In the latter half of the Meiji era, cherishing Japanese culture and traditional Japanese-style colors was a new development. One of those colors is “Araishu”, which is a bright vermillion color that looks slightly washed, or a light vermillion color.
In the late Meiji era, new colors were born with the creation of chemical dyes. “Shimbashi” is the name of a place found in Tokyo. The bright, bluish-green color was popular among “Geisha” in Shimbashi as it was fashionable and trendy.
“KUROGANEIRO” became popular during the middle of the Meiji era into the Taisho era. This color is characterized by a dark, dull, bluish green color, and was often used as the color for store clerk aprons.
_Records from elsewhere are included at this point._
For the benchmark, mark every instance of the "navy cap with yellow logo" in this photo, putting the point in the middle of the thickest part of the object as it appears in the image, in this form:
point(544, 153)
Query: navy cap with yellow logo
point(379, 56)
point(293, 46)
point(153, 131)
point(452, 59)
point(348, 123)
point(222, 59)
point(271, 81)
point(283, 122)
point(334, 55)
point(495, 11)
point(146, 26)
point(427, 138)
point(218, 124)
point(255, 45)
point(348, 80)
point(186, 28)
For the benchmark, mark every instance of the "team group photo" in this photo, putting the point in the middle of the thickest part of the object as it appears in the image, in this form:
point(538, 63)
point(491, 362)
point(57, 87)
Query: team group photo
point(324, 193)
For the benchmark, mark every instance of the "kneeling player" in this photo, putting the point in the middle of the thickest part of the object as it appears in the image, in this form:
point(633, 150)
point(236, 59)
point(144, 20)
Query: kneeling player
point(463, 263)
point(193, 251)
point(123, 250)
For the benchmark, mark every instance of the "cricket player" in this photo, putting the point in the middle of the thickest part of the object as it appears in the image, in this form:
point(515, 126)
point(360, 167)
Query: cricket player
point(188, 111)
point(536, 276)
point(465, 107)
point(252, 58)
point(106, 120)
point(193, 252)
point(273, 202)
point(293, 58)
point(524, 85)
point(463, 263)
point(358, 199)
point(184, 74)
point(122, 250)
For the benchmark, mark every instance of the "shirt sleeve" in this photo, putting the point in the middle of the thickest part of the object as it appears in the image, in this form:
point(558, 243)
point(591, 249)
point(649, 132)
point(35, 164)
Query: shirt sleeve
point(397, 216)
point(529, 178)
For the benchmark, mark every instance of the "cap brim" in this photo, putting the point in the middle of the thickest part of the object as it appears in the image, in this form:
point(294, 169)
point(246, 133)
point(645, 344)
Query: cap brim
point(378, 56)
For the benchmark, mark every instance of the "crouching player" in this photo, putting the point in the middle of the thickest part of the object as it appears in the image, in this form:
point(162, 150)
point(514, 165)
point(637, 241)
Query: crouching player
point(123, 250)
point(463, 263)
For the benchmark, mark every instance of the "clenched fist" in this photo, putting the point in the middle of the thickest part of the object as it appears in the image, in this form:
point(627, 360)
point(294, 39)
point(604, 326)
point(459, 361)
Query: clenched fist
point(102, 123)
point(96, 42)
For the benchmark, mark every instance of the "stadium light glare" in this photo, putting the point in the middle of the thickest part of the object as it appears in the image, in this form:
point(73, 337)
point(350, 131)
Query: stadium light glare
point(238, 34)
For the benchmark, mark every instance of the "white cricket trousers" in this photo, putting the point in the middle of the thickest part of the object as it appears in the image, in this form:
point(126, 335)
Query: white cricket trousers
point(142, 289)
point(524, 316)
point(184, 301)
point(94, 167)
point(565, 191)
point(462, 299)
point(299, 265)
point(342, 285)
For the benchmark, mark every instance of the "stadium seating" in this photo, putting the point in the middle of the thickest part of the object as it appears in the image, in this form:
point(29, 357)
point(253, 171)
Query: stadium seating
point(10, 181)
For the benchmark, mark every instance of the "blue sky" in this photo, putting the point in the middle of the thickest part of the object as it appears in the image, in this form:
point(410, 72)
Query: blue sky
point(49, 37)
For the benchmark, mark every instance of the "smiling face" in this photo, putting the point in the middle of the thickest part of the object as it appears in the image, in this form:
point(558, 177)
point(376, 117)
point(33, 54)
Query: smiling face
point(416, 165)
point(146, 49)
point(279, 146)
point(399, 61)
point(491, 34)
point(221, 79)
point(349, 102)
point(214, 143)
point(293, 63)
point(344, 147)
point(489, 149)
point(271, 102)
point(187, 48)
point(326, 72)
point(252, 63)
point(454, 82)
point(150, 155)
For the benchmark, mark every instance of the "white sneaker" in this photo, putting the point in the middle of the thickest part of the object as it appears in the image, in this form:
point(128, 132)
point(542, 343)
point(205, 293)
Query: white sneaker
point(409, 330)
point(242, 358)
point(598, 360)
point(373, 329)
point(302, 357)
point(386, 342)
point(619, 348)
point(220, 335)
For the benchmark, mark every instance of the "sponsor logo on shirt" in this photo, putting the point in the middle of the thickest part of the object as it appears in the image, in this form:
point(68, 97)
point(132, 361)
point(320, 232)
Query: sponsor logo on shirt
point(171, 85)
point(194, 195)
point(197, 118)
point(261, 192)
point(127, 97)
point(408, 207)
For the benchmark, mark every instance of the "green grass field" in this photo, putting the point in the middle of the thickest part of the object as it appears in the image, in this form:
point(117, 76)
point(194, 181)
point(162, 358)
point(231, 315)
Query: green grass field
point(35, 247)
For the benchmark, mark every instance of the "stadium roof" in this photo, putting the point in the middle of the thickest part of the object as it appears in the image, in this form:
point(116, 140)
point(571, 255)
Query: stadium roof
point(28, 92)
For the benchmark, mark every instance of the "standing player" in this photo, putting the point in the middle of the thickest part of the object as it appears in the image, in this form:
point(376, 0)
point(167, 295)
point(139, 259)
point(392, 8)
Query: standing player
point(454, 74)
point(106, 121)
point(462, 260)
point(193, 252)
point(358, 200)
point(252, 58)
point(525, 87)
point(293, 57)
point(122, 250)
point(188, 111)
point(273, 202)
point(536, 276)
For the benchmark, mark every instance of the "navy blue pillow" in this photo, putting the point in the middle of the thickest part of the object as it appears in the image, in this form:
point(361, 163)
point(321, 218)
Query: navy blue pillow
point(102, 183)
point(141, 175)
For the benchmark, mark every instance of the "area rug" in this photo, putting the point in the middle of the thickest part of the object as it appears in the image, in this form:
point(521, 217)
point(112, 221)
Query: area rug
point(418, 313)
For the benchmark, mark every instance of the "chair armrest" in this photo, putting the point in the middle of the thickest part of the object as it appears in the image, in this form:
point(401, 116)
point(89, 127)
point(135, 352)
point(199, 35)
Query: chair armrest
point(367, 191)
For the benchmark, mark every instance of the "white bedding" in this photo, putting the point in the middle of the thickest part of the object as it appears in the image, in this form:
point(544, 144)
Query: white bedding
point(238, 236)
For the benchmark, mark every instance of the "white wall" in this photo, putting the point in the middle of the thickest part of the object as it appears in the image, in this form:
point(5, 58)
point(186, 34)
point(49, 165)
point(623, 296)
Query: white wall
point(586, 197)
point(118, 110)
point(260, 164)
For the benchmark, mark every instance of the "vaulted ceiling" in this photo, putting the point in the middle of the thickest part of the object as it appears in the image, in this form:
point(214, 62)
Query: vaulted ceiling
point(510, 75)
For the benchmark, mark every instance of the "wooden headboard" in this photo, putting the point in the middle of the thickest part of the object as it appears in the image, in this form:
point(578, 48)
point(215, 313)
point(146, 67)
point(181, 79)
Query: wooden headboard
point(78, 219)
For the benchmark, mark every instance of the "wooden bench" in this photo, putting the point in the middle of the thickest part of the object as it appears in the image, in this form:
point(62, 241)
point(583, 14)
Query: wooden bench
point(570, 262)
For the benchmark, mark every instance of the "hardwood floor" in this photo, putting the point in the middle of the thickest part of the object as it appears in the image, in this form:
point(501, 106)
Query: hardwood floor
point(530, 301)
“KUJAKURYOKU” was introduced by the West during the Meiji era. It is a bright, bluish-green, like the beautiful feathers found in peacock wings. Peacocks have been loved in Japan since ancient times, and it is said that the recognition of the common people increased during the Edo period.
Meiji era is also called “the purple era” because “purple” or “light purple” was often used in women’s clothing as a chic or cool color. “Purple” has been a trendy color since the Meiji era.